Researchers noted that these positive results provided a foundation for the future use of wearable devices to determine physical and psychological health. The combination of these capabilities and machine learning developments could play a crucial role in treating various conditions, noted the researchers.

“We hope that this approach will enable us to bring psychological assessment and care to a larger population, who may not have access at this time,” said Micol Zweig, MPH, co-author of the paper and Associate Director of Clinical Research, Hasso Plattner Institute for Digital Health at Mount Sinai, in a press release. “We also intend to evaluate this technique in other patient populations to further refine the algorithm and improve its applicability.”

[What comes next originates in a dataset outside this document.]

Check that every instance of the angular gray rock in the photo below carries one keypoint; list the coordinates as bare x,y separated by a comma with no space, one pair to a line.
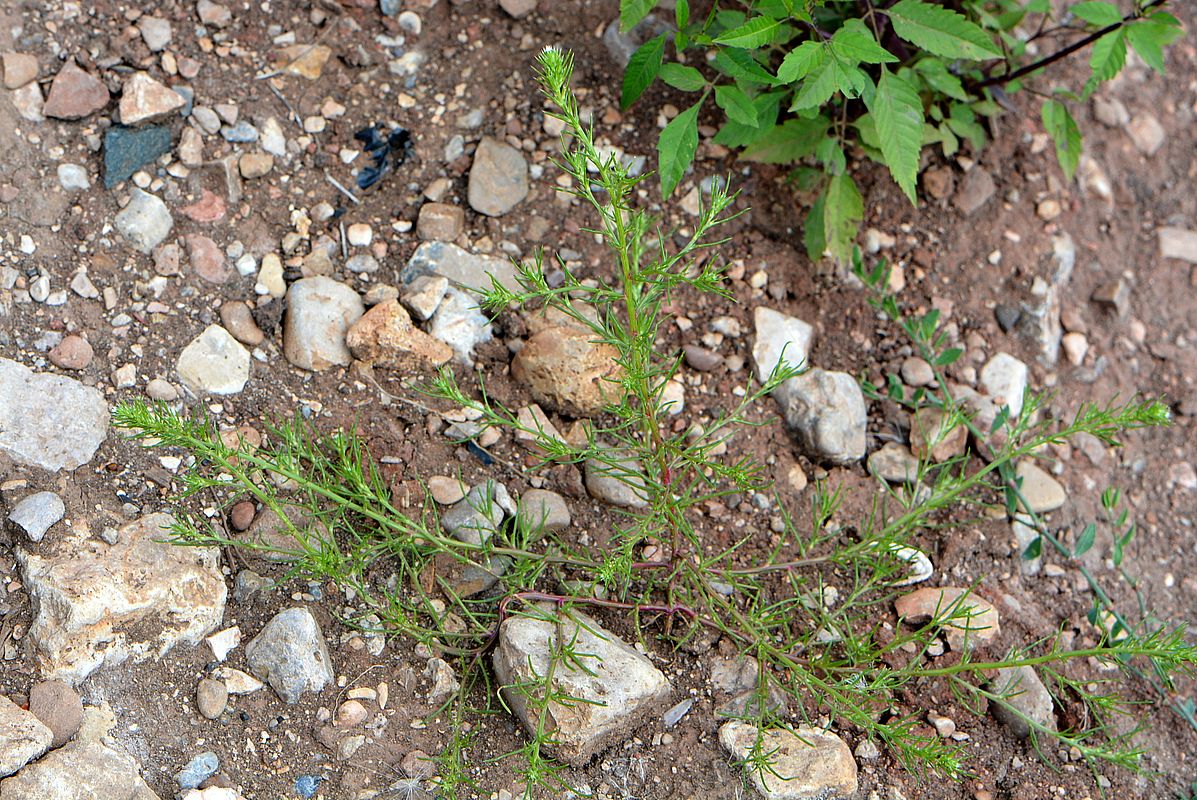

Similar occurrences from the past have shown that the combination of wearable device data and machine learning capabilities can assist in determining disease outcomes.

Published in March in JMIR Formative Research, another paper described how the use of an Apple Watch could predict pain scores in hospitalized sickle cell disease patients, and how this data could then be used to build machine learning algorithms to predict pain scores of vaso-occlusive crises (VOCs).

Including sickle cell disease patients admitted to Duke University SCD Day Hospital for a VOC, the study provided patients with an Apple Watch Series 3 which they wore throughout their visit. The device gathered data such as continuous heart rate, heart rate variability, and caloric information. Meanwhile, three machine learning models analyzed vital sign and pain score data from patient EMRs and were then trained using half of the Apple Watch data.

Researchers concluded that machine learning models predicted pain scores with a high level of accuracy, validating the feasibility of using wearable device data to predict pain scores during VOCs.